Klub Nowej Lewicy zapowiedział złożenie na pierwszym posiedzeniu Sejmu X kadencji dwóch projektów ustaw - jedna o legalizacji aborcji, druga o depenalizacji pomocy przy przerywaniu ciąży, obejmująca m.in. aktywistów. - Kobiety nie mogą umierać na porodówkach. Trzeba im pomóc - tłumaczyła posłanka Anna Maria Żukowska.
Aborcji nie ma wpisanej do umowy koalicyjnej
Hasło aborcji w umowie koalicyjnej KO, Trzeciej Drogi i Lewicy pojawia się tylko w kontekście przywrócenia praw kobietom. Nie znalazła się w niej wzmianka o dostępie do nieskrępowanego zabiegu usuwania ciąży do 12 tygodnia, jak zapowiadał Donald Tusk. Część środowisk lewicowych wyraziła z tego powodu niezadowolenie w sieci.
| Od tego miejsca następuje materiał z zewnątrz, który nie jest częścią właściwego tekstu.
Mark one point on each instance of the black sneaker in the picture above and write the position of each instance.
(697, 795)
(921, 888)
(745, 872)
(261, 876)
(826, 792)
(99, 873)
Wiadomo, że obietnica przedwyborcza nie została wpisana do umowy koalicyjnej ze względu na sprzeciw sporej części Trzeciej Drogi - przede wszystkim PSL.
Projekty Lewicy ws. aborcji
Dziś wystąpiły parlamentarzystki Lewicy, zapowiadając w Sejmie złożenie dwóch projektów ustaw: liberalizującej przepisy aborcyjne do 12 tygodnia ciąży oraz depenalizujące odpowiedzialność za pomoc przy aborcji. Na ostatniej inicjatywie skorzystałyby aktywistki, pomagające kobietom w "podziemiu" aborcyjnym. Katarzyna Kotula wyraziła nadzieję, że Szymon Hołownia, jeśli zostanie marszałkiem Sejmu, zajmie się ustawami Lewicy.
- Ustawa jest po to, aby kobiety nie umierały na porodówkach. Chcemy pomóc lekarzom. Gdy będziemy już formalnie posłankami, złożymy dwa projekty, tak jak obiecałyśmy - zapowiedziała Anna Maria Żukowska.